5 Ways Technology Can Change The Way We Shop
Guilty pleasure shopping sprees have turned into couch surfing with the increasing popularity of e-commerce websites. Some latest surveys show that the by 2020 sales in shopping centers and on the high street will have shrunk by 27%.
However, these real life retailers are prepared to fight back with the very same technology that threatened it in the first place. Retailers have only just started to explore the potential uses new technology could have. By mimicking and adapting how technology has been used in online retail, real-life retailers could combine all the advantages of online shopping with the benefits of shopping in-store.
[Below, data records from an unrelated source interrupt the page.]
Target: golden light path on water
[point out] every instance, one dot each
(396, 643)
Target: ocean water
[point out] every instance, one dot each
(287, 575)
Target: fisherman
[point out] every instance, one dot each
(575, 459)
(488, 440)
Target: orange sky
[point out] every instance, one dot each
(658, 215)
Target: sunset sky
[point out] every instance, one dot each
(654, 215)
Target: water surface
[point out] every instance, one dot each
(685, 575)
Here are 5 ways real-world retail is using new technology to adapt to changing consumer habits.
1. Virtual Reality
With virtual reality being the next big thing in technology ecosystem, it is no doubt that it will be one of integral part of the new-age shopping. However, we have to wait till virtual reality breaks through the developer mode and comes to commercial market to explore full potential of the technology. Leading fashion brand Burberry has virtual reality mirrors in its flagship store on London’s Regent Street. The mirrors read chips hidden in each item and change instantly into a screen displaying information about the product. In a world where an item’s provenance is becoming increasingly important to the modern consumer, Burberry is providing the backstory of their products in store.
2. Google Glass
Google Glass, Google’s biggest bet on wearable technology, opens up a huge number of possibilities for retailers and a guaranteed improved customer experience. In stores, Google Glass and iBeacon technology could be used to recognise frequent customers and transmit the information to employees. Virgin Atlantic, Tesco and Waitrose in USA have already begun experimenting with the technology.
3. Personalised purchases
Instead of having set prices, a number of stores are experimenting with personalised ones. US supermarket Safeway’s Just For U scheme alters prices based on the customer’s purchasing habits. Offers are loaded onto a customer’s club card that can then be used in store.
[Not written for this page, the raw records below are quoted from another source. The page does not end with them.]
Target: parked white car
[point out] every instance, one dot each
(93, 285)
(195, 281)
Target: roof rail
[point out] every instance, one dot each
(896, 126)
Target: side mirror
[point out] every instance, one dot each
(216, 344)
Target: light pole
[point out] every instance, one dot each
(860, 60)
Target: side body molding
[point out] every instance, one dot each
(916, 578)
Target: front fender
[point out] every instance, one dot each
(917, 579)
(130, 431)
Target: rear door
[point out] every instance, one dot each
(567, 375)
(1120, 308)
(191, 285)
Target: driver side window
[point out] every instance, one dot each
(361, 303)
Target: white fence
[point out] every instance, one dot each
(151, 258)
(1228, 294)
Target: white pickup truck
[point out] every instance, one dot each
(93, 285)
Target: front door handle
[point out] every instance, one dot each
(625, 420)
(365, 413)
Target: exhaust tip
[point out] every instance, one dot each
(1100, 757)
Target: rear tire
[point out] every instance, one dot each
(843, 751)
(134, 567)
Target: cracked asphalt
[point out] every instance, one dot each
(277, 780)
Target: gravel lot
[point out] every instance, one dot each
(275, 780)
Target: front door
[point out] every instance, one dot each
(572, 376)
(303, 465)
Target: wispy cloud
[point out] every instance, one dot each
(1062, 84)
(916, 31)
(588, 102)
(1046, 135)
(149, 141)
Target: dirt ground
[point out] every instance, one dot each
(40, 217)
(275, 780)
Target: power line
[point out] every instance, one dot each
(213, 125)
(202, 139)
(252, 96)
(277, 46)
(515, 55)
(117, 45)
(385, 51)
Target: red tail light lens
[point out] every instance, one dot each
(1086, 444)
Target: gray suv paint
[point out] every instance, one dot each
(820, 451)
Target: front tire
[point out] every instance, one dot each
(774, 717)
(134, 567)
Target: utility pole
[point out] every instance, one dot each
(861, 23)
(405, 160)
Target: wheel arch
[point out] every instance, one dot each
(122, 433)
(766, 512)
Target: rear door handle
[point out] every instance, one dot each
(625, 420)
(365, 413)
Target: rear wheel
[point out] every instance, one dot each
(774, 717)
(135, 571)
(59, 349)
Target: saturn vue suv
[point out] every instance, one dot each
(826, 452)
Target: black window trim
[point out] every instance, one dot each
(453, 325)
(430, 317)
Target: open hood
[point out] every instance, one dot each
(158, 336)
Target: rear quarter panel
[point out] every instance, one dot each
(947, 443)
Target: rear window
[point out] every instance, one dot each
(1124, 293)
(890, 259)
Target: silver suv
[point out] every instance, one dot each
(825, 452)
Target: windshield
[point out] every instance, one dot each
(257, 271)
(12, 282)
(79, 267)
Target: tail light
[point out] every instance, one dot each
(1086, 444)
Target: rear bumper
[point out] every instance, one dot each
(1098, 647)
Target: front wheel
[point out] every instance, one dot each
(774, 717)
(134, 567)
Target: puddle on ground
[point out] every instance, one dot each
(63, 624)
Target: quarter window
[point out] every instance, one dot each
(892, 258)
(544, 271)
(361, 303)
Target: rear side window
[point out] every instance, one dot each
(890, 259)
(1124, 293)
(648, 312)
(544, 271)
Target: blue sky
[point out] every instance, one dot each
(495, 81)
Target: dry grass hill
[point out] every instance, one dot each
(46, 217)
iBeacons are Apple’s low-power transmitters that are already being installed in shops. iBeacons can recognise iOS devices in their vicinity and send them specific notifications. For example, customers could enter a shop and receive messages about new products and even localised offers on their Apple devices.
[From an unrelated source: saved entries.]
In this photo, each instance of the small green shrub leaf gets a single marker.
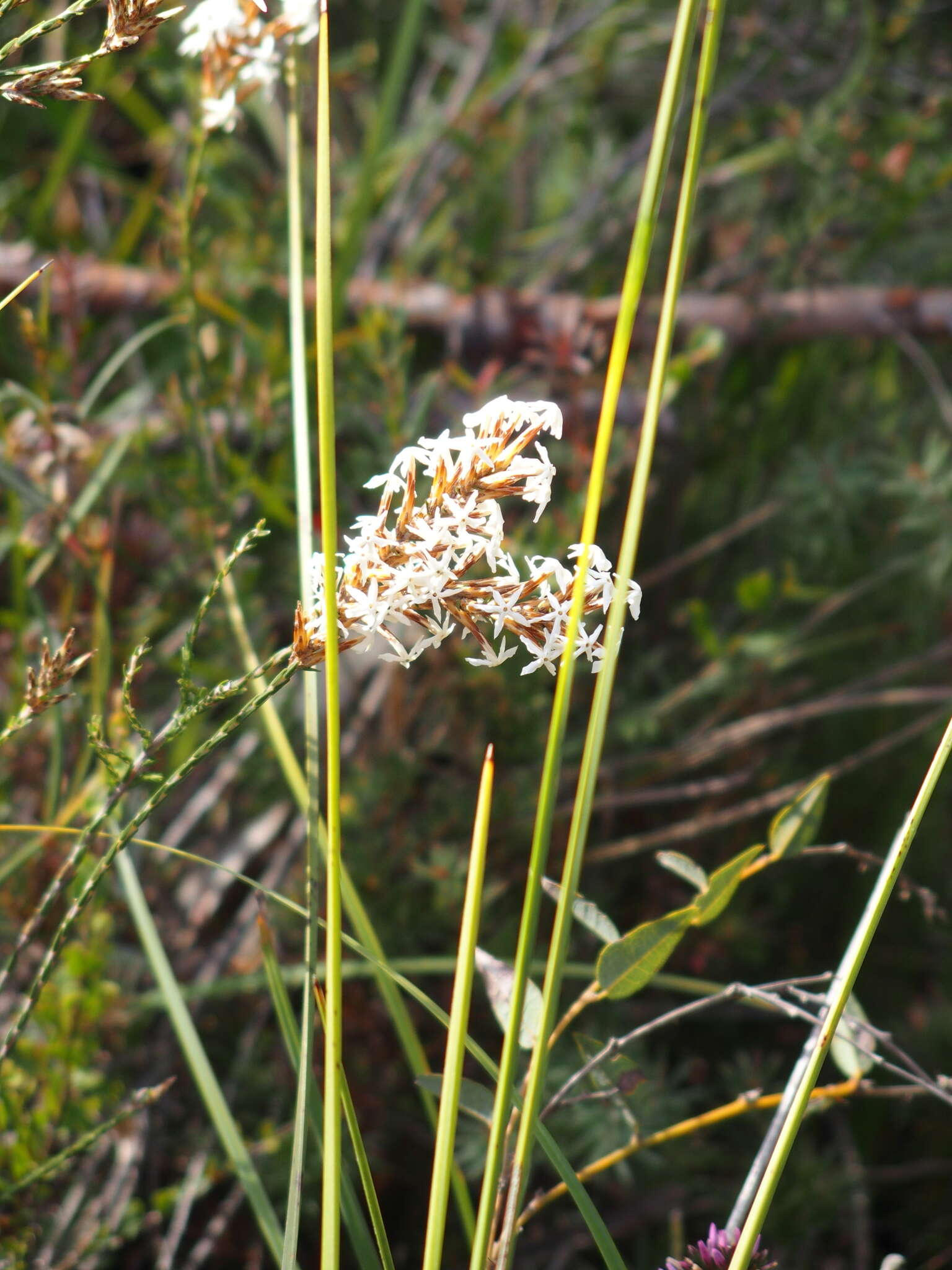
(627, 964)
(795, 826)
(721, 887)
(852, 1032)
(498, 977)
(683, 866)
(475, 1099)
(586, 913)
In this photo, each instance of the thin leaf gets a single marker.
(456, 1034)
(723, 886)
(851, 1033)
(586, 913)
(118, 360)
(796, 826)
(630, 963)
(12, 295)
(351, 1209)
(475, 1099)
(193, 1052)
(684, 868)
(499, 977)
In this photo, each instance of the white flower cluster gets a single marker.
(242, 50)
(412, 568)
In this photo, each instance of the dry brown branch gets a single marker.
(684, 831)
(511, 322)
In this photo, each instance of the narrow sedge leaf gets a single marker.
(498, 977)
(851, 1032)
(25, 282)
(683, 866)
(795, 827)
(723, 884)
(586, 913)
(475, 1099)
(195, 1054)
(456, 1033)
(630, 963)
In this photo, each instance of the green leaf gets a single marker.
(851, 1032)
(795, 826)
(684, 868)
(475, 1099)
(627, 964)
(498, 975)
(723, 884)
(586, 913)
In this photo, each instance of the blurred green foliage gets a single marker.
(516, 162)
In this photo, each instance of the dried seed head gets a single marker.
(415, 572)
(55, 670)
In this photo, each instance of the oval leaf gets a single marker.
(796, 826)
(851, 1032)
(474, 1098)
(683, 866)
(723, 884)
(499, 975)
(630, 963)
(586, 913)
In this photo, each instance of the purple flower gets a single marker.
(716, 1253)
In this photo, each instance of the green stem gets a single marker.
(139, 1100)
(637, 270)
(333, 1038)
(456, 1034)
(598, 719)
(305, 550)
(835, 1002)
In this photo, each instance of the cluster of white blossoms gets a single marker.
(412, 567)
(242, 46)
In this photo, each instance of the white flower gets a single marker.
(263, 65)
(499, 607)
(588, 644)
(410, 567)
(209, 23)
(494, 657)
(539, 482)
(220, 112)
(302, 16)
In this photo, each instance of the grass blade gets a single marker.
(193, 1050)
(333, 1038)
(631, 534)
(23, 286)
(637, 270)
(305, 549)
(796, 1098)
(351, 1209)
(459, 1018)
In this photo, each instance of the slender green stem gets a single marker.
(333, 1038)
(284, 1014)
(305, 550)
(459, 1018)
(835, 1002)
(637, 270)
(594, 738)
(195, 1054)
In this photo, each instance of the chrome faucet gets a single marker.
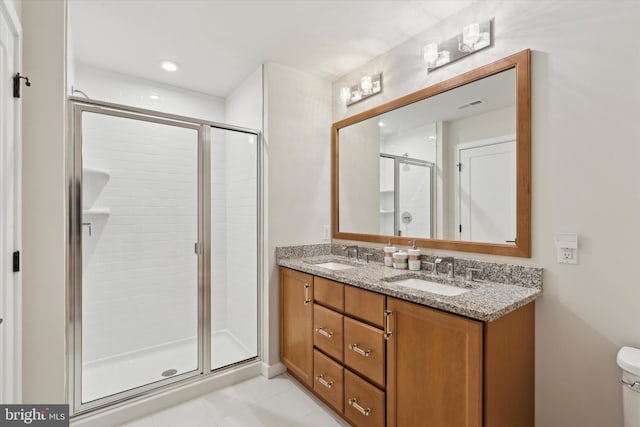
(451, 265)
(346, 249)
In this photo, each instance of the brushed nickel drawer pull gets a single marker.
(321, 380)
(307, 300)
(363, 411)
(324, 333)
(361, 352)
(387, 327)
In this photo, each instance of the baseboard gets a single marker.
(270, 371)
(128, 411)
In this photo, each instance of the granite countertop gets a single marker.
(486, 301)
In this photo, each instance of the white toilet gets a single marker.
(629, 360)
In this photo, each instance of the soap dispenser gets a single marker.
(414, 257)
(388, 254)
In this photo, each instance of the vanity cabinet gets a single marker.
(296, 323)
(433, 369)
(448, 370)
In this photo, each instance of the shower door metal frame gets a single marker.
(77, 106)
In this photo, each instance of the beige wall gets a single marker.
(585, 179)
(43, 202)
(297, 136)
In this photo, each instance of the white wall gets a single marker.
(297, 141)
(494, 124)
(584, 116)
(105, 85)
(360, 180)
(43, 203)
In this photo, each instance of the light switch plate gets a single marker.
(567, 255)
(326, 233)
(567, 247)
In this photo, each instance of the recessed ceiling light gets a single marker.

5. Visual Light Communication
Emart, a South Korean megastore, has introduced a new technology to their stores that enables customers to find their way to specific offers. Called VLC (Visual Light Communication) technology was installed into the store’s lighting fixtures, which gives real-time location information to customers with the correct app on their phone. Users just have to put their smartphone in a special holder on their trolley and follow directions to the nearest deals. When they get close enough to an offer item a discount coupon appears on their phone.